As an introvert who always struggled with self-esteem issues, a lack of confidence and a head full of negative self-talk, I never really thought much about the importance of loving oneself.
Part of me thought that kind of self-acceptance was reserved just for those perfect people who lived perfect lives and had every reason to appreciate themselves. The other part of me was so busy listing off the negative attributes I possessed, that I failed to see any reason how or why I would end up loving myself.
Before I began to appreciate myself, I seemed to think that self-love was more about arrogance and being self-absorbed, but over the years I learned a lot more about what self-love means, why it's important and how we can achieve it.
What does it mean to love yourself?
It means accepting all that you are, flaws and all.
It means appreciating your good qualities and celebrating the positive parts of who you are.
It means improving your health and wellbeing out of love and not disgust.
It means being your own biggest supporter.
It means treating your body with respect.
It means talking to yourself with kindness and compassion.
It means investing in yourself.
It means knowing your self-worth.
It means believing in yourself.
It means choosing yourself and being able to put your needs first without feeling guilty.
It means forgiving yourself and letting go of negative emotions.
It means being proud of who you are in this moment.
It means acknowledging the strength you've shown in overcoming, enduring and surviving life's obstacles.
It means finding happiness within yourself rather than expecting other people or things to make you happy.
Why is it important to love yourself?
The way I see it, loving yourself is mandatory if you want to live a happy, healthy and meaningful life. I spent many years of my life quietly criticising every part of who I am. I ridiculed myself for the way I looked and beat myself up for my every mistake. I compared myself to everyone around me and left myself feeling like I was never good enough. I found no freedom, no happiness and no contentment during those years.
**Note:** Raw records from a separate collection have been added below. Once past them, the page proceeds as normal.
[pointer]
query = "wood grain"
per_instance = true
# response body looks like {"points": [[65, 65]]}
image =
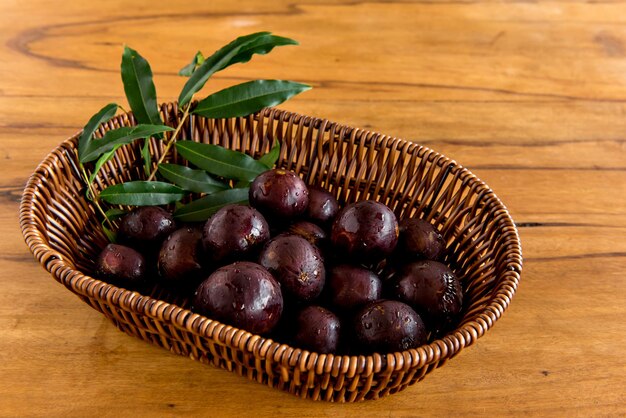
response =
{"points": [[529, 96]]}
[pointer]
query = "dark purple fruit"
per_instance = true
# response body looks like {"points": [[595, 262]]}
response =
{"points": [[235, 231], [242, 294], [309, 231], [352, 286], [432, 288], [365, 231], [180, 255], [146, 226], [323, 206], [317, 329], [121, 265], [296, 264], [419, 240], [279, 194], [389, 326]]}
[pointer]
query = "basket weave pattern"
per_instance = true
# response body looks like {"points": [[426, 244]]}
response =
{"points": [[61, 228]]}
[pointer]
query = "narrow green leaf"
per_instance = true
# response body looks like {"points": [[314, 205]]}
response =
{"points": [[115, 213], [216, 62], [188, 69], [146, 156], [202, 209], [189, 179], [261, 46], [220, 161], [103, 115], [120, 136], [246, 98], [269, 159], [101, 161], [139, 87], [142, 193]]}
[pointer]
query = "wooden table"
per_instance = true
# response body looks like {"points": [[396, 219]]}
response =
{"points": [[530, 97]]}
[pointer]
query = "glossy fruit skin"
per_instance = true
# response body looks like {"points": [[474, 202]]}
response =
{"points": [[146, 226], [279, 194], [242, 294], [365, 231], [296, 264], [309, 231], [317, 330], [388, 326], [352, 286], [420, 240], [121, 265], [234, 232], [180, 255], [323, 206], [431, 288]]}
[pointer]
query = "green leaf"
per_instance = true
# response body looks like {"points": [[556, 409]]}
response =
{"points": [[142, 193], [216, 62], [269, 159], [139, 87], [147, 157], [115, 213], [202, 209], [189, 179], [246, 98], [188, 69], [103, 115], [220, 161], [101, 161], [261, 46], [120, 136]]}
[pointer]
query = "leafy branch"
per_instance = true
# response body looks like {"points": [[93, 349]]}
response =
{"points": [[221, 176]]}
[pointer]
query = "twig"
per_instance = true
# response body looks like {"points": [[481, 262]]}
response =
{"points": [[171, 141]]}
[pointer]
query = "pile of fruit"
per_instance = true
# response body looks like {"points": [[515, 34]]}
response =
{"points": [[294, 266]]}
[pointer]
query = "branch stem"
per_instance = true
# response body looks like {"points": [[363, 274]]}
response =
{"points": [[170, 142]]}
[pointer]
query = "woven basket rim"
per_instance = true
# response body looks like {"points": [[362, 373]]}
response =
{"points": [[438, 350]]}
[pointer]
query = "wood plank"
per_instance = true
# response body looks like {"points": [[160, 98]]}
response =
{"points": [[530, 96]]}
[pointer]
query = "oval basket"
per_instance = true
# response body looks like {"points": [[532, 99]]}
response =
{"points": [[61, 228]]}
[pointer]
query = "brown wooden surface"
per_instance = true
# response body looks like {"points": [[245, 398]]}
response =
{"points": [[530, 96]]}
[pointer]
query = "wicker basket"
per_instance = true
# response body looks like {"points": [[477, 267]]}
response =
{"points": [[61, 228]]}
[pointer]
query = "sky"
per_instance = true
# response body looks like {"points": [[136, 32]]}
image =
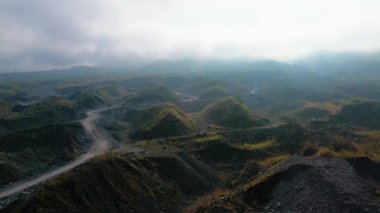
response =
{"points": [[42, 34]]}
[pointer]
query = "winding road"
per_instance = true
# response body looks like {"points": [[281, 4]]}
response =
{"points": [[100, 145]]}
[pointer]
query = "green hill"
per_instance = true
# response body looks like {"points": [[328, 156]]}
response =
{"points": [[159, 94], [230, 112], [158, 122], [97, 97], [213, 92], [28, 152], [364, 114], [110, 183], [53, 110]]}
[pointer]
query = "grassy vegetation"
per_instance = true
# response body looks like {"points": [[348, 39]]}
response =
{"points": [[157, 94], [108, 183], [231, 113], [159, 122], [214, 92], [27, 152]]}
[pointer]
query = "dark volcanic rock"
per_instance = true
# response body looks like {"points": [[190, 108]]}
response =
{"points": [[318, 185]]}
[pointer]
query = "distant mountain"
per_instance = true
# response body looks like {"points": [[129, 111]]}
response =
{"points": [[158, 122], [156, 94], [184, 66], [354, 63], [230, 112], [72, 72]]}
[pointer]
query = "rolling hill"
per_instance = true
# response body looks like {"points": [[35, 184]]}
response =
{"points": [[153, 95], [158, 122], [230, 113]]}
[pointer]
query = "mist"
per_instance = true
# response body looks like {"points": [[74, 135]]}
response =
{"points": [[45, 34]]}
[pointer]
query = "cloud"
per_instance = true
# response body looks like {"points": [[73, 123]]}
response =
{"points": [[50, 33]]}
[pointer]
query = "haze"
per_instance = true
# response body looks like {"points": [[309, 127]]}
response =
{"points": [[44, 34]]}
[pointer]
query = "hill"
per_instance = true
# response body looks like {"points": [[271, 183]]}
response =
{"points": [[158, 94], [158, 122], [231, 113], [364, 114], [109, 183], [53, 110], [213, 92], [34, 150], [97, 97], [302, 185]]}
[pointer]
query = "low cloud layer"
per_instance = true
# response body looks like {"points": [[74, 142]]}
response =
{"points": [[43, 34]]}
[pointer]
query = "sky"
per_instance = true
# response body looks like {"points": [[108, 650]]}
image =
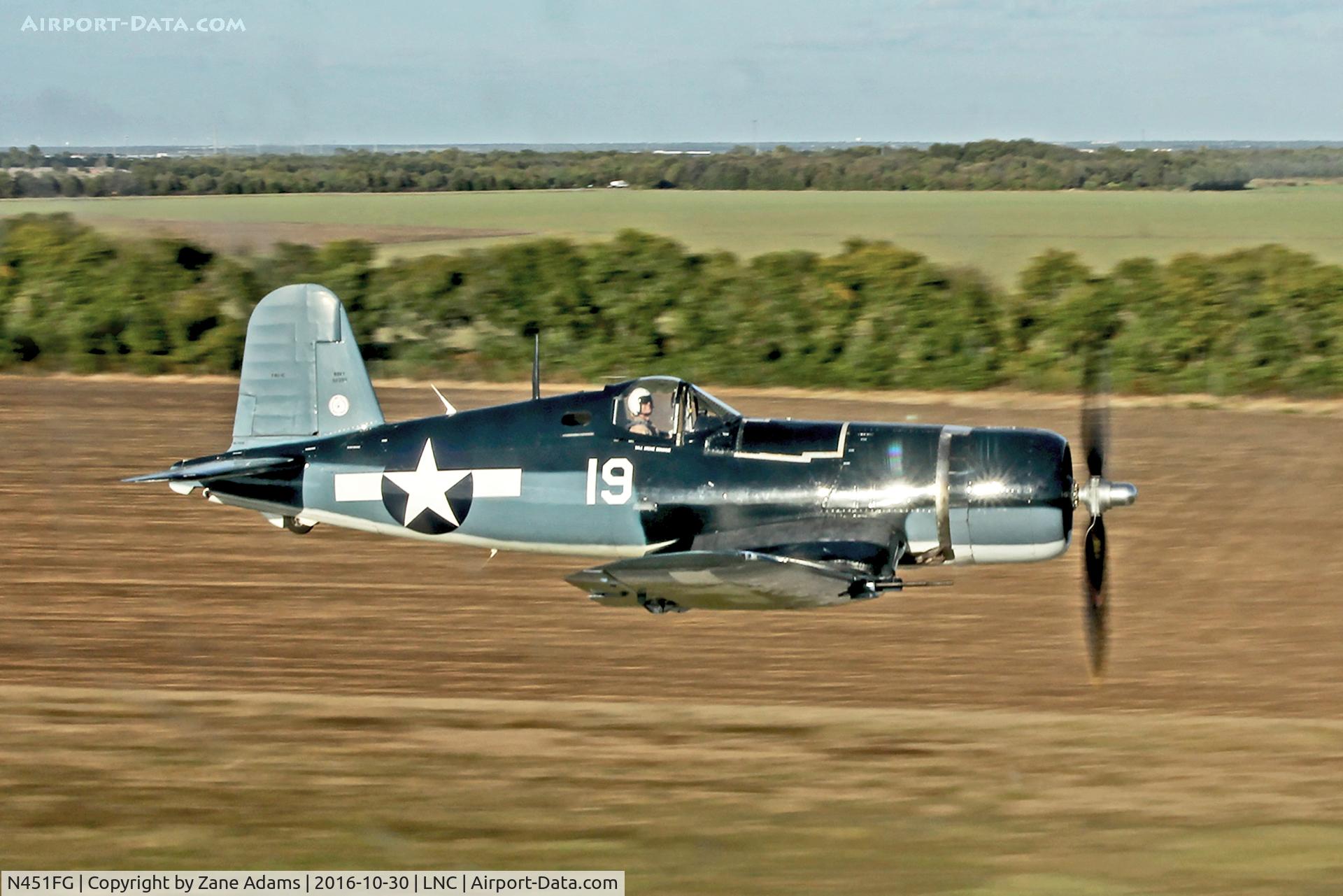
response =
{"points": [[443, 71]]}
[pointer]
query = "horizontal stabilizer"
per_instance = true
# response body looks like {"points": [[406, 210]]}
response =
{"points": [[219, 469], [719, 581]]}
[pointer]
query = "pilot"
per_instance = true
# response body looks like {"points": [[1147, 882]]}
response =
{"points": [[639, 404]]}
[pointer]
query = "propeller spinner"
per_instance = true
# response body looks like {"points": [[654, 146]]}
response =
{"points": [[1097, 495]]}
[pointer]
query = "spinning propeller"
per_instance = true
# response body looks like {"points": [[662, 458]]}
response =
{"points": [[1097, 493]]}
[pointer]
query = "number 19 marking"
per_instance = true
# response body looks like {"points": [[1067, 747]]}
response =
{"points": [[618, 474]]}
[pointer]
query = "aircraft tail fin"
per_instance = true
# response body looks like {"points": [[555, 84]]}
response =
{"points": [[302, 374]]}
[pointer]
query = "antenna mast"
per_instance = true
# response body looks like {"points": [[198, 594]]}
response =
{"points": [[537, 367]]}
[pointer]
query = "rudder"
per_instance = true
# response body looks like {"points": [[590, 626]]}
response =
{"points": [[302, 374]]}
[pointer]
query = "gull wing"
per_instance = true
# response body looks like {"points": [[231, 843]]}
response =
{"points": [[720, 581], [219, 468]]}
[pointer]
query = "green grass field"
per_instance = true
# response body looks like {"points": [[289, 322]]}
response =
{"points": [[994, 232]]}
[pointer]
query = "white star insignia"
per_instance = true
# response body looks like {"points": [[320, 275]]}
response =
{"points": [[426, 487]]}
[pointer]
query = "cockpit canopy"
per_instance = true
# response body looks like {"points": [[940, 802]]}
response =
{"points": [[667, 408]]}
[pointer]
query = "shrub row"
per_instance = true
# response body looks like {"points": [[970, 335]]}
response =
{"points": [[874, 316]]}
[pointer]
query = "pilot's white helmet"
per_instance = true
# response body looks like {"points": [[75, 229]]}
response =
{"points": [[636, 398]]}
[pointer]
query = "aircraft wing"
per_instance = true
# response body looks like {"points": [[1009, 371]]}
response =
{"points": [[218, 469], [719, 581]]}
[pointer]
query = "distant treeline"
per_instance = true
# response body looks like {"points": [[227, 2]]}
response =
{"points": [[1263, 320], [989, 164]]}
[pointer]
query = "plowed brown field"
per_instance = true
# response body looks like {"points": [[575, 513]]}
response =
{"points": [[1228, 601]]}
Since learning to love who I am, a breath of fresh air has filled my lungs. I've learned to believe in my abilities and have stopped holding myself back from achieving my dreams. I've stopped comparing myself to other people, content in knowing that every day I choose to be the best version of myself that I can be. I see my flaws as opportunities for growth rather than a reason to loathe myself, and consider my failures and mistakes valuable lessons worth learning. The words I speak to myself nowadays are words of encouragement and support, and inside of me I feel a sense of peace and satisfaction.
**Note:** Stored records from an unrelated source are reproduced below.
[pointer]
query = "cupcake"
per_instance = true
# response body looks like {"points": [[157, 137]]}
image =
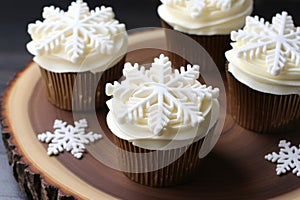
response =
{"points": [[159, 118], [77, 51], [264, 74], [207, 22]]}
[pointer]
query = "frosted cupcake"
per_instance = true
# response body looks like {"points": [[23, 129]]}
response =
{"points": [[159, 118], [264, 74], [209, 22], [78, 51]]}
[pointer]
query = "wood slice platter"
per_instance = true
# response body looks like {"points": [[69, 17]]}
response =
{"points": [[235, 169]]}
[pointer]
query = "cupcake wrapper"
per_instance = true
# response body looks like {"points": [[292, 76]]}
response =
{"points": [[88, 88], [215, 45], [179, 171], [262, 112]]}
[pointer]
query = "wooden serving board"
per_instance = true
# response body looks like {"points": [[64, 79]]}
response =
{"points": [[235, 169]]}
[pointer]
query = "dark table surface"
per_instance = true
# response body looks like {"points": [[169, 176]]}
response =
{"points": [[15, 15]]}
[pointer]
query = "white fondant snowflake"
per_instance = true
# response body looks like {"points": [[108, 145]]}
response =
{"points": [[68, 137], [287, 159], [77, 31], [161, 96], [279, 42], [197, 7]]}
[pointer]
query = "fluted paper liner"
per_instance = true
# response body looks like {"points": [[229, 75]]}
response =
{"points": [[88, 88], [215, 45], [262, 112], [179, 171]]}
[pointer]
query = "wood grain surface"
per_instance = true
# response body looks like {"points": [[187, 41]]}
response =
{"points": [[236, 168]]}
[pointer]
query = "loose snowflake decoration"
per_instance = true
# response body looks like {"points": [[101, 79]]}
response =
{"points": [[69, 138], [287, 159], [197, 7], [161, 96], [77, 31], [279, 42]]}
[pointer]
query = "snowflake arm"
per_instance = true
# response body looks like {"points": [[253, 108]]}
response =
{"points": [[69, 138], [287, 159], [76, 31], [183, 76], [278, 42], [160, 96], [221, 4], [159, 115], [161, 69], [196, 7]]}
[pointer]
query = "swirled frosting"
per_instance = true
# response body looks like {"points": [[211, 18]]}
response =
{"points": [[77, 40], [159, 108], [205, 17], [266, 56]]}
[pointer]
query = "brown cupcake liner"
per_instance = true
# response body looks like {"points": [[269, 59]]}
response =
{"points": [[88, 88], [181, 170], [215, 45], [262, 112]]}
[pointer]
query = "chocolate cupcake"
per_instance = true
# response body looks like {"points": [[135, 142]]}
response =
{"points": [[207, 22], [78, 51], [264, 73], [159, 118]]}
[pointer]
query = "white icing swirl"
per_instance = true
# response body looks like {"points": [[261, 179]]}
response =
{"points": [[266, 57], [77, 40], [160, 109], [205, 17]]}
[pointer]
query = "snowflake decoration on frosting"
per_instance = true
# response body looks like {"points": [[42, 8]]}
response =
{"points": [[161, 96], [197, 7], [287, 159], [68, 137], [78, 30], [279, 42]]}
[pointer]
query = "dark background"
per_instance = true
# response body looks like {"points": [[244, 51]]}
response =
{"points": [[16, 14]]}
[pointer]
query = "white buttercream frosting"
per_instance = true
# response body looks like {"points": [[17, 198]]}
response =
{"points": [[266, 56], [77, 40], [161, 108], [205, 17]]}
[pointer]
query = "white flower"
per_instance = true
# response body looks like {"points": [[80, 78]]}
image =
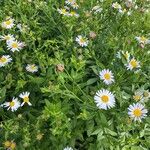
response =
{"points": [[68, 148], [63, 11], [15, 45], [4, 60], [132, 64], [116, 5], [104, 99], [126, 54], [32, 68], [97, 9], [7, 38], [142, 40], [138, 95], [137, 111], [107, 76], [13, 105], [8, 23], [82, 41], [25, 97]]}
How did travel help me learn to love myself?
Travel has had the most significant impact on me as a person, and it gave me the experiences, opportunities and perspective I needed to start my journey towards self-acceptance and self-love. This journey has been a long and sometimes confronting one, but one that I know was very much worth it.
Travel forced me to step out of my comfort zone and allowed me to take chances and leaps of faith that I wouldn't normally be able to. This boosted my confidence and taught me that I can achieve anything I set my mind to.
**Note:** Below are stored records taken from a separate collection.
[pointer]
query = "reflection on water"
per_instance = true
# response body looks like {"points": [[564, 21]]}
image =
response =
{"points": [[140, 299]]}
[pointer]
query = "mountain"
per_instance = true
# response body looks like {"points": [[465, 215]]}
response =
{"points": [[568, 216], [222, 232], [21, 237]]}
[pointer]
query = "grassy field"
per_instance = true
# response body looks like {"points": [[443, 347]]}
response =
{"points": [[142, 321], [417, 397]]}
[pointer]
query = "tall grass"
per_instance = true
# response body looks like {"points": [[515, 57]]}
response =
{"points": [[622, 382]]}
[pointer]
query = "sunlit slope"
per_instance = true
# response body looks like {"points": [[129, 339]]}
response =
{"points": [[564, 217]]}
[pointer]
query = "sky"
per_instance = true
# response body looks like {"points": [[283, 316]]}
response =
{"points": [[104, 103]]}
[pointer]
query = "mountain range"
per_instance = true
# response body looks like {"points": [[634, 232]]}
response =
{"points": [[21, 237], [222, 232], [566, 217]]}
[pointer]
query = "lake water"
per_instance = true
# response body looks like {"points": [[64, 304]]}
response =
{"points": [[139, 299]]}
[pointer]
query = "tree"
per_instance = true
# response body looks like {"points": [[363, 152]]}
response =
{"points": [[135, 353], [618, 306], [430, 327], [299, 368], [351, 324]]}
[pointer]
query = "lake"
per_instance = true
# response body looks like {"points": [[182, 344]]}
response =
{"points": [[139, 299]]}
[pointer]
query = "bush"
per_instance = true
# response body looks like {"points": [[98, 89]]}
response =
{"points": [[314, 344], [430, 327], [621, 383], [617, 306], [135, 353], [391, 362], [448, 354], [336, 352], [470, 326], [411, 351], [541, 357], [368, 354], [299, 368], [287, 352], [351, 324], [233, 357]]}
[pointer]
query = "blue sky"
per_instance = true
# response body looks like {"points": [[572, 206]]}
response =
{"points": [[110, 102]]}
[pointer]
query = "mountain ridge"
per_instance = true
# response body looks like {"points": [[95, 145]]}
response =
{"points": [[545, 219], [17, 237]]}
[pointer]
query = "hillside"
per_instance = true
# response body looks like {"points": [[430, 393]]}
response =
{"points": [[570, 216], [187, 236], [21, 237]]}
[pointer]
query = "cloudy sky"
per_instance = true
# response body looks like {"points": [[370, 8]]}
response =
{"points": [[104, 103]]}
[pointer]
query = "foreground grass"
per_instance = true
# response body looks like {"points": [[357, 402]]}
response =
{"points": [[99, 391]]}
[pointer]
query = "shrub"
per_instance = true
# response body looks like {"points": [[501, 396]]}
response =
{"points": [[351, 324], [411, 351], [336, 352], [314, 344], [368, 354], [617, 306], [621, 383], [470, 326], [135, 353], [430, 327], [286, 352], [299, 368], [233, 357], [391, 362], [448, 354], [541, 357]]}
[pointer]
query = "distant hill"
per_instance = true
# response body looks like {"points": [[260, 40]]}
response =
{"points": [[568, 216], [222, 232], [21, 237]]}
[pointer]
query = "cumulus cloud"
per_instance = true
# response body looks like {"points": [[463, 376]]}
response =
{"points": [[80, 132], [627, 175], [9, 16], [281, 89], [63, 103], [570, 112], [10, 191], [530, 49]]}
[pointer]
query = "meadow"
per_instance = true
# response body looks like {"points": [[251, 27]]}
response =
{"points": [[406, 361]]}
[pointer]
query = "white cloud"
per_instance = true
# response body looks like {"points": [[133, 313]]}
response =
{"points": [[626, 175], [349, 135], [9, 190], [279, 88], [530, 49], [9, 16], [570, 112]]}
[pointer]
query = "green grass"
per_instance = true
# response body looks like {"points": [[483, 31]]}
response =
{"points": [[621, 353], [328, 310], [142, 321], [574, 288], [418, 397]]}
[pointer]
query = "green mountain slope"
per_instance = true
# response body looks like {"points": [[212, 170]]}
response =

Travel gave me the opportunity to be immersed in many different cultures and communities who see value in different aspects of a person than where I'm from. This made me see positives within me that I had never seen before.
Travel presented me with an array of obstacles, challenges and tough times. Every time I overcame one I felt a stronger sense of self and began to belief in myself far more than I ever did before.
Travel introduced me to an endless stream of people from all walks of life. It showed me that we are all equal and there is no perfect person with a perfect life, we all have shortcomings. I realised that there is so much beauty in the diversity of the human race and I stopped comparing myself to others, instead choosing to accept my individuality and uniqueness.
Travel gave me an enormous amount of time to be alone with my own thoughts. It gave me the chance to reflect and listen more carefully to my internal dialogue. The more time I spent with myself, the more obvious it became how critical I was of myself. I utilised that alone time to change my negative self-talk into positive self-talk which significantly impacted my ability to love myself.
The bottom line is - it's not about being perfect, it's about being the best version of yourself today that you can be. By all means continue improving yourself but be content with who you are in this moment.
So am I cured? Am I fixed for life now? No. What I've learned is that loving and accepting yourself is a life long journey. Life throws all sorts of curveballs our way so there will always be times where I need to remind myself that I am worthy, I am deserving and I am capable.